História - A máquina foi criada em 1999 pela empresa coreana Andamiro. Logo no início, a empresa sofreu com um processo na justiça provocado pela produtora de jogos eletrônicos japonesa Konami, que acusou os coreanos de plágio. Segundo os nipônicos, foram eles próprios os criadores do primeiro simulador de dança. Entretanto, a Konami perdeu o processo, pois, enquanto sua máquina possui quatro setas de comando cima, baixo, frente e trás, enquanto a Pump possui 5 setas diagonais cima-esquerda, cima-direita,baixo-esquerda,baixo-direita e o do meio. Com isso a Andamiro teve o direito de continuar com a fabricação das pumps, divulgando no país e comercializando no mundo inteiro.

Série - Ao longo da história, já marcaram época no meio as Pumps 1st Dance Floor — primeira criação da Andamiro —, a 2nd Dance Floor, a 3rd O.B.G, a O.B.G Season Evolutionary, a The Collection, a Perfect Collection, a Extra, a The Premiere versões 1, 2 e 3 e a The Prex. A mais recente delas — a NX2 Next Xenesis 2 —, lançada em 2007 na Coréia do Sul e exportada desde Janeiro de 2008 para o Brasil. As demais versões são as formato de tapete, mais usada pra quem pratica em casa.

“A recente versão NX2 é a mais procurada pelos jogadores porque ela possui muito mais músicas que as versões anteriores e porque os ritmos são mais avançados. Essa versão é encontrada apenas em máquinas simuladoras, pois ainda não tem o “tapete”. Então, aqueles que quiserem jogar, precisam ir a shoppings ou casa de jogos”, diz Fernando Chinem, 23 anos.

Fernando Chinem pratica o Pump há 7 anos. Seu interesse começou em 2001, quando passava por um fliperama em Santos e viu uma máquina parecida com a Pump, de nome SSAMBA. Ele não sabia muito como funcionava então resolveu experimentar. Um mês após ter jogado a genérica, conheceu a Pump, onde joga até hoje. Fernando mora em Santos, mas já participou de vários campeonatos em São Paulo, como Anime Friends, Ressaca Friends e Anime Dreams, em São Bernardo do Campo, Campinas e Curitiba.

“Hoje posso dizer que começar a jogar pump só trouxe benefícios pra minha vida. Em relação à saúde ganhei resistência física, dançando eu consigo manter meu corpo no mesmo peso só aumentando um pouco a massa muscular. E em relação ao meu circulo social, conheci muitas pessoas que curtem também e viajei pra alguns lugares por causa de eventos e campeonatos ”, diz.

Todas as máquinas simuladoras têm os mesmos estilos de músicas, que são o K-pop, um estilo de pop coreano e a Banya/Yahpp, músicas compostas pela própria banda da empresa Andamiro. Em algumas versões como a Exceed e a Exceed SE para Playstation 1 e 2, essas músicas são remixadas.

Game start - Para facilitar o jogador, todas as Pumps vêm com três níveis de dificuldade. O modo Easy, para principiantes que nunca dançaram pump, ritmo mais calmo e seqüências de setas mais fáceis. O modo Hard, para jogadores mais habilidosos e experientes, que já têm facilidade de acompanhar um ritmo mais acelerado, e o modo Crazy. Esse é o mais difícil, usado em campeonatos e por jogadores muito mais habilidosos. O ritmo é muito rápido e com maior número de seqüências de setas.

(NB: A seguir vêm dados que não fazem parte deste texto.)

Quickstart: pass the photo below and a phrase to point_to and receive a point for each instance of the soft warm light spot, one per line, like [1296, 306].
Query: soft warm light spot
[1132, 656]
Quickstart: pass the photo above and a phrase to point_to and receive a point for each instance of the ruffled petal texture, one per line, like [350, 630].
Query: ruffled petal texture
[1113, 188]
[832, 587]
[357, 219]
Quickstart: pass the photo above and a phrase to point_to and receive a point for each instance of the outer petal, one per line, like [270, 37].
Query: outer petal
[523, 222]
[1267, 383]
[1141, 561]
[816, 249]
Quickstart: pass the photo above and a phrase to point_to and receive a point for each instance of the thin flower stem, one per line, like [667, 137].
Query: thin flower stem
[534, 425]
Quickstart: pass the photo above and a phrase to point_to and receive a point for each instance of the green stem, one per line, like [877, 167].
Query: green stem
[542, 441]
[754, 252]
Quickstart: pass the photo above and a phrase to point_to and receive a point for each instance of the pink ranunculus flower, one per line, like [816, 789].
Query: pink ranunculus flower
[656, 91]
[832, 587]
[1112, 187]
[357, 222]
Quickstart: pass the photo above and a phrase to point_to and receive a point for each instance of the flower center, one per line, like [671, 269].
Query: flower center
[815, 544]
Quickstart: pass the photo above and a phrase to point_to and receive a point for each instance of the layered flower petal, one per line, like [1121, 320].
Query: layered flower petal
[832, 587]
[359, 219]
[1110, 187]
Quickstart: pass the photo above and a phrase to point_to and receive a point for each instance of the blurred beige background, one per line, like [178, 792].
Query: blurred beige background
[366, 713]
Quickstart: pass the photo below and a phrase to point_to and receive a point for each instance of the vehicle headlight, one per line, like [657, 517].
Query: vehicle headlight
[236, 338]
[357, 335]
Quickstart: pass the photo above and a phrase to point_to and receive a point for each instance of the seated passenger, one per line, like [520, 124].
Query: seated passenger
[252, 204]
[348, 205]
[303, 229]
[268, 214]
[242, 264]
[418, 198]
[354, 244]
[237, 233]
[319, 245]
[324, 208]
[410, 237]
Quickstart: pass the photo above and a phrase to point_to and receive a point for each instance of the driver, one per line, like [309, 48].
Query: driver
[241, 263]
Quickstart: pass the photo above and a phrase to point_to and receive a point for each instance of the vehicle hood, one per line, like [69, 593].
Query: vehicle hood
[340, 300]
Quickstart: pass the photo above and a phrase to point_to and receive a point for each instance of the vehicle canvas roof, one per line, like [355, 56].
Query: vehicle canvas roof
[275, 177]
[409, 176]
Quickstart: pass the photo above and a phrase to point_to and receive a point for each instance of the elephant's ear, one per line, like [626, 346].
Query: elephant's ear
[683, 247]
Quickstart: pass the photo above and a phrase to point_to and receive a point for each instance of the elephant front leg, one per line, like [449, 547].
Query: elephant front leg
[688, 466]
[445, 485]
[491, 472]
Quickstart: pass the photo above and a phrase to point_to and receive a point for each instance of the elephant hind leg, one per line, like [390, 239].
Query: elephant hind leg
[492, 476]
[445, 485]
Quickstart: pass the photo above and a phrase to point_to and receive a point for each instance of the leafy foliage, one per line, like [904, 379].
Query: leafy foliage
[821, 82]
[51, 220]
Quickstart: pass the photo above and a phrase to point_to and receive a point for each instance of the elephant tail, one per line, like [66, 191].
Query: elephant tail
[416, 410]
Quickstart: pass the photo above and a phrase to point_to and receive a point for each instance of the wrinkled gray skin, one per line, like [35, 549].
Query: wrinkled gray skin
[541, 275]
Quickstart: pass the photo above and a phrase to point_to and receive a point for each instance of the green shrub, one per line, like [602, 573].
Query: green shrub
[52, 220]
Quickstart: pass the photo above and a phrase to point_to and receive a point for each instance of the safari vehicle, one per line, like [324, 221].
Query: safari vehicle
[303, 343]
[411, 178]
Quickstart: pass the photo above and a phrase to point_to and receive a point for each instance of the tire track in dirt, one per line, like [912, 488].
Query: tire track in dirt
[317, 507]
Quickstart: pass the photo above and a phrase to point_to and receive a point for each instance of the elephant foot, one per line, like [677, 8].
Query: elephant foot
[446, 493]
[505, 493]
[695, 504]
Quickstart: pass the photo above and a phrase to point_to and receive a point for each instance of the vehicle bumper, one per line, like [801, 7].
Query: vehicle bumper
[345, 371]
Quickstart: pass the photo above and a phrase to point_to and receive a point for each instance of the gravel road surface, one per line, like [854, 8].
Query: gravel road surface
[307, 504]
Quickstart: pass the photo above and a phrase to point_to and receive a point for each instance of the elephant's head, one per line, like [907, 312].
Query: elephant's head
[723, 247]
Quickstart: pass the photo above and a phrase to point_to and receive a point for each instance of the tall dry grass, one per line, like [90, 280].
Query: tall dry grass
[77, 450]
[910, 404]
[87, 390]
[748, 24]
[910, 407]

A Pump it Up não tem restrições de idade, e qualquer pessoa que saiba utilizar a máquina pode jogar. As fichas variam de R1,00 a R2,00 em diversas lojas de games, eventos e shopping de todo o mundo.

Quando termina a música, a máquina dá a nota de acordo com o desempenho do jogador. Elas variam entre S, A, B, C, D e F.

Legenda das notas dadas pela máquina

S- O jogador acertou 95% ou mais de setas

A- O jogador acertou entre 90% e 94% das setas

B- Acertou entre 85% e 89%

C- Entre 80 e 84%

D- 75% e 79%

F- Não foi aprovado pela música, menos que 74% de acerto.